A few decades ago a group of local farmers, young bucks full of vim and vigor, spent a winter pranking each other. They often gathered for coffee at one of their farm shops, started pulling tricks on each other, and the pranks escalated.
It all started innocently, with one guy turning on all the knobs and switches in the cab of his friend’s 1980s-era pickup. When the prankee started his truck, his windshield wipers flopped back and forth and his radio was blaring at full volume, tuned to a rap station.
That lead to a month or two of escalating paybacks. When one guy went to open his truck’s door latch, someone had filled the backside of the latch handle with heavy-duty grease. Another guy found a distraught chicken on his seat when he opened the door of his truck. Which led to a billy goat spending the night in the cab of another pranksters’ truck.
As any older, more mature farmer could have predicted, things eventually got out of hand. Tempers flared. Friendships were strained. Eventually a truce was declared, and the Great Pranking Wars of 1987 came to an end.
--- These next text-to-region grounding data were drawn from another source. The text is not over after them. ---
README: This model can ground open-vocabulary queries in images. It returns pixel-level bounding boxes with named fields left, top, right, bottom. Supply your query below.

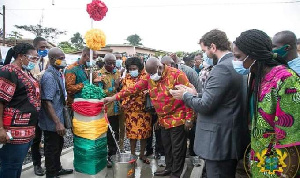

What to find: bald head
left=161, top=56, right=175, bottom=67
left=104, top=53, right=116, bottom=62
left=273, top=31, right=297, bottom=49
left=273, top=31, right=298, bottom=61
left=48, top=47, right=65, bottom=64
left=146, top=57, right=164, bottom=75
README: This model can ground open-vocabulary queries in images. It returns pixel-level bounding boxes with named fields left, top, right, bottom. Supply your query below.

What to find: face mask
left=116, top=59, right=123, bottom=68
left=287, top=58, right=300, bottom=74
left=54, top=59, right=67, bottom=69
left=199, top=64, right=204, bottom=70
left=129, top=70, right=139, bottom=78
left=272, top=44, right=289, bottom=58
left=38, top=49, right=48, bottom=58
left=22, top=61, right=36, bottom=71
left=232, top=55, right=255, bottom=75
left=203, top=53, right=213, bottom=66
left=150, top=72, right=161, bottom=81
left=86, top=61, right=96, bottom=67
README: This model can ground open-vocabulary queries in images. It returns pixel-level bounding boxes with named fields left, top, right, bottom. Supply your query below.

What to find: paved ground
left=21, top=148, right=197, bottom=178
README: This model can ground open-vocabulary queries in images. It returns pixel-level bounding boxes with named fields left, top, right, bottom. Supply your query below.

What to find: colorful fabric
left=250, top=65, right=300, bottom=177
left=73, top=118, right=108, bottom=140
left=0, top=64, right=40, bottom=144
left=121, top=71, right=152, bottom=139
left=65, top=61, right=88, bottom=107
left=72, top=101, right=104, bottom=116
left=98, top=67, right=120, bottom=117
left=73, top=135, right=107, bottom=175
left=116, top=66, right=194, bottom=129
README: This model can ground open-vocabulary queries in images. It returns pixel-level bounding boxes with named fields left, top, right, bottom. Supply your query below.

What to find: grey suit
left=183, top=53, right=249, bottom=177
left=178, top=64, right=202, bottom=93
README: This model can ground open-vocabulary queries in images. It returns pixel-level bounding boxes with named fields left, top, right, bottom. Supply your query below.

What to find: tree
left=175, top=51, right=185, bottom=58
left=57, top=41, right=76, bottom=54
left=126, top=34, right=142, bottom=46
left=14, top=24, right=66, bottom=42
left=70, top=32, right=84, bottom=51
left=7, top=31, right=23, bottom=45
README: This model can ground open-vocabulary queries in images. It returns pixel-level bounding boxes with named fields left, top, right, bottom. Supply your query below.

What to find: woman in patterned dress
left=232, top=29, right=299, bottom=177
left=0, top=43, right=41, bottom=178
left=121, top=57, right=152, bottom=164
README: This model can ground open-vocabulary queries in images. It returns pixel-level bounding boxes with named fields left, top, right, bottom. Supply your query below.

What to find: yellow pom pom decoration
left=85, top=29, right=106, bottom=51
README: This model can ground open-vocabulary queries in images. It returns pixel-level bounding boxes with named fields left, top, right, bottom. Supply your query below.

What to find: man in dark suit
left=170, top=29, right=249, bottom=178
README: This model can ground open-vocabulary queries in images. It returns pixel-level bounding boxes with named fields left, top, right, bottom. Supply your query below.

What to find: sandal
left=139, top=157, right=150, bottom=164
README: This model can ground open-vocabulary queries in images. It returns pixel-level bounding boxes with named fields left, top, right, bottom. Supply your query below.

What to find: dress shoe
left=107, top=160, right=113, bottom=168
left=145, top=150, right=153, bottom=157
left=57, top=168, right=73, bottom=176
left=154, top=169, right=171, bottom=176
left=34, top=165, right=45, bottom=176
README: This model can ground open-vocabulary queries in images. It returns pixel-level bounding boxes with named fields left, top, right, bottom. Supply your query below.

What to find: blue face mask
left=287, top=57, right=300, bottom=74
left=22, top=61, right=36, bottom=71
left=86, top=61, right=96, bottom=67
left=116, top=60, right=123, bottom=68
left=203, top=53, right=213, bottom=66
left=38, top=49, right=48, bottom=58
left=272, top=44, right=289, bottom=58
left=232, top=55, right=254, bottom=75
left=129, top=70, right=139, bottom=78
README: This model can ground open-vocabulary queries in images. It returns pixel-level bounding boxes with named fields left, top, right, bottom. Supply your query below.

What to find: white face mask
left=150, top=72, right=161, bottom=81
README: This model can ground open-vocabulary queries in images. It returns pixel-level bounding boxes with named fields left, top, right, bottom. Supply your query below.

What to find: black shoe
left=154, top=169, right=171, bottom=176
left=107, top=160, right=113, bottom=168
left=57, top=168, right=73, bottom=176
left=145, top=150, right=153, bottom=157
left=34, top=165, right=45, bottom=176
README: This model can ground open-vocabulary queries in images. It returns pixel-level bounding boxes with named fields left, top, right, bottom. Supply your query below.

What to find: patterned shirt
left=116, top=66, right=194, bottom=129
left=121, top=70, right=147, bottom=111
left=39, top=66, right=65, bottom=131
left=65, top=61, right=88, bottom=107
left=98, top=67, right=120, bottom=117
left=250, top=65, right=300, bottom=177
left=0, top=64, right=41, bottom=144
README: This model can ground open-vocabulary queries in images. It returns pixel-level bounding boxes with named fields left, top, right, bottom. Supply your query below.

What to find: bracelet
left=186, top=120, right=192, bottom=123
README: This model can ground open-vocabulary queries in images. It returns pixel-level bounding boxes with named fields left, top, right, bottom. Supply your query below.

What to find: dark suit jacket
left=183, top=53, right=250, bottom=161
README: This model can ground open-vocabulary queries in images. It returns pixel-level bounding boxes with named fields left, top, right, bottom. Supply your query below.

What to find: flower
left=86, top=0, right=108, bottom=21
left=85, top=29, right=106, bottom=51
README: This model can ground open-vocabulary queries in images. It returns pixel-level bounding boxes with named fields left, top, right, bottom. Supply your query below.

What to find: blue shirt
left=288, top=57, right=300, bottom=75
left=39, top=66, right=65, bottom=131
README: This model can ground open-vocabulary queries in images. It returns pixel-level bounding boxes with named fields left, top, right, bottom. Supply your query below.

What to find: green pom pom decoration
left=82, top=83, right=106, bottom=99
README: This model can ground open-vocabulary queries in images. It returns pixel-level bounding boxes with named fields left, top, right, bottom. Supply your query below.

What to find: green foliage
left=175, top=51, right=185, bottom=58
left=154, top=51, right=167, bottom=58
left=7, top=31, right=23, bottom=45
left=126, top=34, right=142, bottom=46
left=57, top=41, right=76, bottom=53
left=14, top=24, right=66, bottom=42
left=71, top=32, right=84, bottom=51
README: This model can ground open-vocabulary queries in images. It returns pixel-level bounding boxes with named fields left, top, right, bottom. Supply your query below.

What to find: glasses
left=25, top=55, right=40, bottom=62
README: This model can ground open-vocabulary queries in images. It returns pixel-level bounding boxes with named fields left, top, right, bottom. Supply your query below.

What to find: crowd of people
left=0, top=29, right=299, bottom=178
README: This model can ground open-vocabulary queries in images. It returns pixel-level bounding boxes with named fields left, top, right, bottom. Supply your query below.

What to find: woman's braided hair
left=234, top=29, right=287, bottom=134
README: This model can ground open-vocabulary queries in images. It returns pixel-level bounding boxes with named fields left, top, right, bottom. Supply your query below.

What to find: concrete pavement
left=21, top=148, right=196, bottom=178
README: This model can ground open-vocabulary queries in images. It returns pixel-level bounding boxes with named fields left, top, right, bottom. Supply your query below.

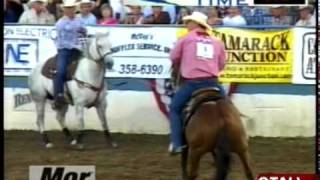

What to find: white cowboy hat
left=28, top=0, right=46, bottom=5
left=182, top=11, right=212, bottom=30
left=62, top=0, right=77, bottom=7
left=29, top=0, right=47, bottom=3
left=298, top=5, right=313, bottom=10
left=78, top=0, right=94, bottom=5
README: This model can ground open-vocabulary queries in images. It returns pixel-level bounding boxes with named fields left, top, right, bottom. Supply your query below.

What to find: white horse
left=28, top=33, right=117, bottom=149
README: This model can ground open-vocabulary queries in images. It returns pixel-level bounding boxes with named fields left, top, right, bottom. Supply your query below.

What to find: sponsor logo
left=4, top=38, right=39, bottom=70
left=257, top=174, right=317, bottom=180
left=29, top=166, right=95, bottom=180
left=302, top=33, right=316, bottom=79
left=14, top=93, right=32, bottom=108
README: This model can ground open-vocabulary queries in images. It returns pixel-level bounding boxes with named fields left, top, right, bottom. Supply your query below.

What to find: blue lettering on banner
left=5, top=44, right=30, bottom=64
left=218, top=0, right=232, bottom=5
left=237, top=0, right=248, bottom=5
left=4, top=38, right=39, bottom=69
left=4, top=26, right=57, bottom=40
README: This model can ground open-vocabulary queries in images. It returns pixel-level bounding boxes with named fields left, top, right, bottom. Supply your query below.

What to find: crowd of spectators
left=4, top=0, right=316, bottom=27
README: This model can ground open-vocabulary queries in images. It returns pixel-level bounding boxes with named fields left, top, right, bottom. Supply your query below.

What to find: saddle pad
left=41, top=55, right=81, bottom=81
left=183, top=91, right=224, bottom=127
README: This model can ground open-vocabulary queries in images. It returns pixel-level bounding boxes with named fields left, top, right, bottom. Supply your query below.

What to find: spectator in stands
left=143, top=6, right=171, bottom=24
left=19, top=0, right=55, bottom=24
left=217, top=7, right=228, bottom=18
left=93, top=0, right=109, bottom=9
left=123, top=5, right=144, bottom=24
left=77, top=0, right=97, bottom=25
left=109, top=0, right=128, bottom=22
left=269, top=6, right=291, bottom=25
left=164, top=5, right=176, bottom=24
left=5, top=0, right=19, bottom=22
left=241, top=6, right=269, bottom=25
left=91, top=0, right=109, bottom=19
left=46, top=0, right=63, bottom=21
left=5, top=0, right=25, bottom=22
left=222, top=7, right=247, bottom=26
left=206, top=7, right=221, bottom=26
left=175, top=6, right=191, bottom=24
left=296, top=6, right=315, bottom=26
left=98, top=4, right=118, bottom=25
left=143, top=5, right=176, bottom=24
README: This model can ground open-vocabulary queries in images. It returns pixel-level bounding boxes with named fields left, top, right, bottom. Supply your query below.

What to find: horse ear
left=95, top=32, right=103, bottom=38
left=105, top=31, right=110, bottom=37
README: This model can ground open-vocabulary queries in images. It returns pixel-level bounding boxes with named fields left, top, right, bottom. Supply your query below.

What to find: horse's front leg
left=95, top=98, right=118, bottom=148
left=56, top=104, right=75, bottom=145
left=35, top=99, right=53, bottom=148
left=75, top=104, right=85, bottom=149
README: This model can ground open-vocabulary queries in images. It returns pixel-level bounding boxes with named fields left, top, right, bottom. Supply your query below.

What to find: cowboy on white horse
left=54, top=0, right=87, bottom=109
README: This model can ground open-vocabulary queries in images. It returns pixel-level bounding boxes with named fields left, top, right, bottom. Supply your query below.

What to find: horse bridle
left=82, top=35, right=112, bottom=67
left=95, top=36, right=113, bottom=64
left=72, top=35, right=112, bottom=107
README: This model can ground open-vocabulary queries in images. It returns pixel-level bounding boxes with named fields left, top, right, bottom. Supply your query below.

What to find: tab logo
left=29, top=166, right=95, bottom=180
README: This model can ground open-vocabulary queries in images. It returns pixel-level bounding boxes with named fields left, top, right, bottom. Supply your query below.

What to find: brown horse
left=171, top=66, right=254, bottom=180
left=180, top=89, right=254, bottom=180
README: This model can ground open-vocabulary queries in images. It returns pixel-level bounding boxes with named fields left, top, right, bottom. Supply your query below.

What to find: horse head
left=87, top=32, right=114, bottom=70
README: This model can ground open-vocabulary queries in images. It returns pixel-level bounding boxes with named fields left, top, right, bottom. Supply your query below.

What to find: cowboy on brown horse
left=168, top=11, right=227, bottom=155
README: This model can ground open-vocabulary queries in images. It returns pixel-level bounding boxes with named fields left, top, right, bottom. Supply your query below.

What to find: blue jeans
left=169, top=79, right=225, bottom=149
left=54, top=49, right=80, bottom=97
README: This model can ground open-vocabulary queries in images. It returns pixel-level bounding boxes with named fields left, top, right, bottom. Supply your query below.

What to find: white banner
left=292, top=27, right=316, bottom=84
left=3, top=25, right=316, bottom=84
left=106, top=26, right=176, bottom=78
left=4, top=25, right=176, bottom=78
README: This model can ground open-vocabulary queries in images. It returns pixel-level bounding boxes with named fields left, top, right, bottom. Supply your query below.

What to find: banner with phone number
left=3, top=25, right=315, bottom=84
left=3, top=25, right=177, bottom=78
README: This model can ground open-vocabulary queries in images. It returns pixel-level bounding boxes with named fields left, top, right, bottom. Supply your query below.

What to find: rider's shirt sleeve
left=169, top=38, right=185, bottom=64
left=218, top=41, right=227, bottom=71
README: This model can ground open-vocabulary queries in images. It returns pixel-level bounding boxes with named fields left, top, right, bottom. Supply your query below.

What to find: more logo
left=29, top=166, right=95, bottom=180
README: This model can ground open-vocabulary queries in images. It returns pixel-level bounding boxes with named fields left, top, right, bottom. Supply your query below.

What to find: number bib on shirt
left=196, top=42, right=214, bottom=60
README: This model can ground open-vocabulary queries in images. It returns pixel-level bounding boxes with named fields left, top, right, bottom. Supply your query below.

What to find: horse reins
left=72, top=36, right=111, bottom=107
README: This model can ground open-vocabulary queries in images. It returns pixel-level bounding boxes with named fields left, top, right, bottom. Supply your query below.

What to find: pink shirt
left=170, top=28, right=227, bottom=79
left=99, top=18, right=118, bottom=25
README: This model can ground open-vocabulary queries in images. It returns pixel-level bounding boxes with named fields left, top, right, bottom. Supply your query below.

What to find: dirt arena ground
left=5, top=130, right=314, bottom=180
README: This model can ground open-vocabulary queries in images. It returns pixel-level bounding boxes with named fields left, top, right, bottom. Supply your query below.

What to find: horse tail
left=215, top=99, right=233, bottom=180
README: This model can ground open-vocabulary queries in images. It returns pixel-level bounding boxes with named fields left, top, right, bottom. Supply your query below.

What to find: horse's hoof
left=70, top=139, right=77, bottom=146
left=45, top=143, right=54, bottom=148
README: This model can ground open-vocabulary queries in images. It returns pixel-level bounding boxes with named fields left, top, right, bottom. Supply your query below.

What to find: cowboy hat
left=298, top=5, right=313, bottom=10
left=182, top=11, right=212, bottom=30
left=29, top=0, right=47, bottom=3
left=61, top=0, right=77, bottom=7
left=78, top=0, right=94, bottom=5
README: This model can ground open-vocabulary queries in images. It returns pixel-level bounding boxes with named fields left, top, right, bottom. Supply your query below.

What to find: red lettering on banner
left=257, top=174, right=317, bottom=180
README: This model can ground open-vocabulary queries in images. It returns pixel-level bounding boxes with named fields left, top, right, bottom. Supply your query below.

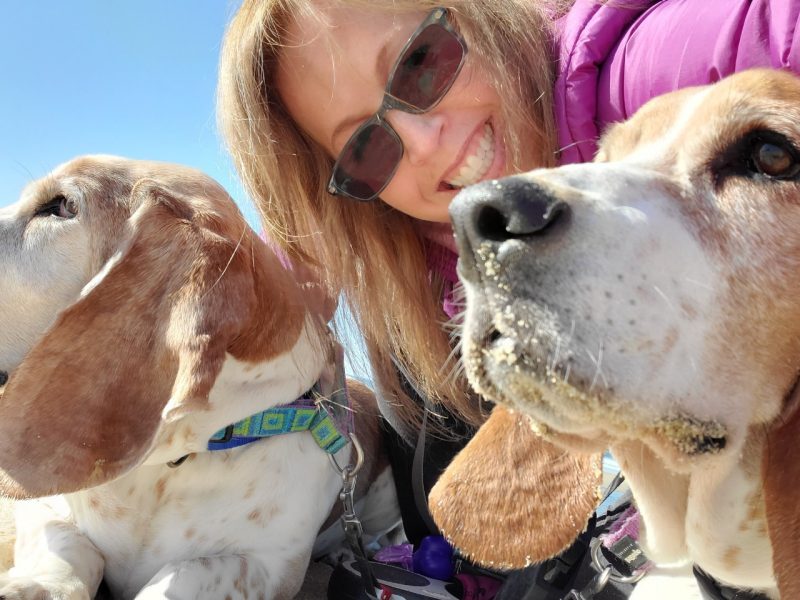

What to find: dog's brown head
left=0, top=155, right=318, bottom=499
left=435, top=69, right=800, bottom=594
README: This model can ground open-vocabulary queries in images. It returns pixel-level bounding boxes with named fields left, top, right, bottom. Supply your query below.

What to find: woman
left=216, top=0, right=799, bottom=585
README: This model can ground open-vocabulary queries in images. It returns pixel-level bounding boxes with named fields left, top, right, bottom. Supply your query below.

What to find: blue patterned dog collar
left=207, top=343, right=352, bottom=455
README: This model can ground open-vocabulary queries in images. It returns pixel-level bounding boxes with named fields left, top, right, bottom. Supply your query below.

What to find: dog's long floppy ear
left=0, top=182, right=300, bottom=499
left=762, top=393, right=800, bottom=598
left=429, top=405, right=602, bottom=569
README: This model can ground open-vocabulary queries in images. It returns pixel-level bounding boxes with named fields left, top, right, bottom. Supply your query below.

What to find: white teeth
left=446, top=124, right=495, bottom=188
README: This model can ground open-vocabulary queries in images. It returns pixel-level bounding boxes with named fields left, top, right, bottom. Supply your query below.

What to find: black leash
left=412, top=401, right=444, bottom=536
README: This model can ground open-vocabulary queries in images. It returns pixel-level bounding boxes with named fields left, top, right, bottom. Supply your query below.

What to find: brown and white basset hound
left=431, top=69, right=800, bottom=599
left=0, top=155, right=397, bottom=599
Those guys now joke about their escapades, but tacitly understand that no good comes from a prank war.
Apparently such wisdom is not automatically transferred between generations. A couple weeks ago two local young guys were laughing while waiting at the front parts counter, talking about how they had “greased” one of their friend’s truck door latch.
Last week one of that group of friends casually asked me where he could buy a goat.